CHP Genel Başkanı Deniz Baykal, partisinin ana stratejisini “iktidar partisinin yolsuzluklarını ortaya çıkarmak” üzerine kurmuş durumda. Yani artık “soyut kavramlar üzerinde muhalefet üretmek yerine”, “somut iddiaları temel alan bir siyaset anlayışı” uygulayacaklar.


Yerel seçimde CHP’nin temel sloganı ise “iktidar büyük bir şımarıklık içinde, yüzde 47’nin ağırlığı altında eziliyorlar. Sandıkta AKP’ye bir ders verin, uyarı görevinizi yerine getirin” şeklinde olacak.


Baykal’a önceki akşam CNN Türk kanalında Tarafsız Bölge programında sorular yönelttik. “Yolsuzlukları gündeme taşıma” ve “iktidara ikaz oyu isteme” dışında Baykal’ın en çarpıcı sözleri, “Irak sınırı yeniden düzenlensin” ve “bürokrasi dahil tüm kesimlerin dokunulmazlıkları kaldırılsın” çağrılarıydı. Siyaset kulislerinde bu açıklamaların yansımaları olacaktır diye düşünüyorum. Baykal’ın şehit cenazelerine ilişkin yaklaşımını ise çok doğru bulduğumu söylemeliyim. “Cenazede protokol olur mu kardeşim” sözlerine içtenlikle katılıyorum.


Ahmet Hakan, programın akıcılığı açısından iyi bir figür. Kesinlikle cin fikirli, çok kıvrak. Alışılmışın dışında bir tarzı var. Soruları uzun değil, basmakalıp hiç değil.

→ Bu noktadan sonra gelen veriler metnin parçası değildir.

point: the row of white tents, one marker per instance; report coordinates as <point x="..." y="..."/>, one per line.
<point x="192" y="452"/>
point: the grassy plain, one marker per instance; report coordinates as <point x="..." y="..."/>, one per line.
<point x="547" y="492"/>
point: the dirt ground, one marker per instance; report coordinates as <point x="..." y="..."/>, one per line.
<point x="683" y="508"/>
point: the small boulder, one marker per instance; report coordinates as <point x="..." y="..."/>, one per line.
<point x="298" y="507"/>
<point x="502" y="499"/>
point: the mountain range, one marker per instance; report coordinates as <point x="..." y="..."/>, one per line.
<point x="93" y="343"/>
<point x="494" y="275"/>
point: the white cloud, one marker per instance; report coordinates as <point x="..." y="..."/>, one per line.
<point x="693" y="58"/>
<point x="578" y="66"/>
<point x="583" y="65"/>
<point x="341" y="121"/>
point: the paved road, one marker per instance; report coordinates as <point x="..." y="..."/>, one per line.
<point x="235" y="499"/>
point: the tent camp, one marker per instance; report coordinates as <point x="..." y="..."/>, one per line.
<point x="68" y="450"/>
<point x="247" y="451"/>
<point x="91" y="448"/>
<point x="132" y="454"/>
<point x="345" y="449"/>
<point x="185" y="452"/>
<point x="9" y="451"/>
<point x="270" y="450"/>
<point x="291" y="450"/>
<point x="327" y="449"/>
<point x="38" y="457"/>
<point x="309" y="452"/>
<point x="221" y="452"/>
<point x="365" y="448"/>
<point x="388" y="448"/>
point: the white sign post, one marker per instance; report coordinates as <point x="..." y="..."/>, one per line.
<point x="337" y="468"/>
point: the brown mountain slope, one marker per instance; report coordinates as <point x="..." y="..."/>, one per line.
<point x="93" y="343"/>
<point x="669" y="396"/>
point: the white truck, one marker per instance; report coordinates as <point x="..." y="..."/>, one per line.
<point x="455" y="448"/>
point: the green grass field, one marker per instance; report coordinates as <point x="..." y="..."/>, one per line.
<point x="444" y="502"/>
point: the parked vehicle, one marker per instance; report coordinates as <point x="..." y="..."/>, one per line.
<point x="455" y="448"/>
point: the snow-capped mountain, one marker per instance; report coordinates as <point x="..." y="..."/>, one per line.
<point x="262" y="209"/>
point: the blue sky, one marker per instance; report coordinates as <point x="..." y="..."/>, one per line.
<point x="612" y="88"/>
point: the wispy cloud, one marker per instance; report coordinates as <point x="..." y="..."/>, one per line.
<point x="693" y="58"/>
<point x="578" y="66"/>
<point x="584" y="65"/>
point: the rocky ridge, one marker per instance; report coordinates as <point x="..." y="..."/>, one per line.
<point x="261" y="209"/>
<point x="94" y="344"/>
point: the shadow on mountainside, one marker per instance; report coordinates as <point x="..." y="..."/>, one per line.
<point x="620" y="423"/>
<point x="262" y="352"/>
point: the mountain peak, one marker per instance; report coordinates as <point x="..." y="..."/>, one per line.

Konuşulanları, herkesin anlamasını sağlamaya çalışıyor. Farklı soru teknikleri kullanıyor. Tatlı ama provokatif bir üslup tercih ediyor. Konuyu açık ve aşikâr kılıyor. Sahici ve samimi. Katılımcıların konudan uzaklaşmalarına izin vermiyor. Ustaca durduruyor, yerinde müdahaleler yapıyor. Programı gerçekten yönetiyor. Konuğu çeşitli alanlara doğru yönlendiriyor. Yayına katılan diğer gazetecilerin de serbestçe aralara girmelerine, soru sormalarına olanak tanıyor, bu tutum yayına dinamizm getiriyor. Bazen safı oynuyor, bazen hınzırca sorularla haber unsurlarının ortaya çıkmasını sağlıyor. Geçmişi, söylediklerini ve duruşunu ilgi çekici kılıyor.


İstanbul’a Kılıçdaroğlu Ankara’ya Karayalçın


CHP Lideri Baykal, televizyonlarda veya partisinin etkinliklerindeki konuşmalarında hırçın, kavgacı bir imajı yansıtır. Tarafsız Bölge’de yumuşak, anlayışlı, sakin ve huzurlu bir görünümü vardı. Sanıyorum uzun zamandır ilk defa Baykal’ın insani yönlerinin de ekrana yansıdığı bir canlı yayın oldu. Deniz Bey’in siyasetçi kişiliğinden ziyade aile reisi, bir eş, bir baba ve dede yönleri ön plana geldi, iç dünyasıyla ilgili ipuçlarını izleyici görme imkanı buldu. Kavgacı, sert ve saldırgan Baykal yerine “derdini anlatmaya çalışan bir insan profili” sergiledi. Halkın anlayabileceği bir dille konuştu. Burada Ahmet Hakan’ın rolü büyüktü.


Programda ben AKŞAM’ı temsil ettim, Vatan’dan Bilal Çetin, Radikal’den Murat Yetkin, Cumhuriyet’ten Mustafa Balbay ve Zaman’dan Mustafa Ünal olmak üzere beş Ankara temsilcisiydik.


Bana kalırsa, basındaki kamplaşmanın çokça tartışıldığı bir dönemde hoş bir görüntü olmuştu. CHP Lideri’nin karşısına geniş bir spektrumda basının temsili sağlanmıştı. Gazeteciler sonuçta meslektaştır, dosttur. Farklı fikirlere sahip olsalar da dayanışma içinde olmaları beklenir. Programın nesnelliği açısından Zaman’dan Cumhuriyet’e, Akşam’dan Vatan ve Radikal’e doğru bir yayılımın olması iyiydi.


Yayın sonrasındaki sohbetimizden edindiğim izlenime göre CHP Ankara’da Karayalçın’ı, İstanbul’da Kılıçdaroğlu’nu ciddi ciddi düşünüyor. Henüz son karar verilmiş değil ama Baykal ve kurmayları bu iki kentin belediyelerini almak için çeşitli senaryolar üzerinde duruyorlar. Karayalçın ve Kılıçdaroğlu da bu planın ana hattını oluşturuyor.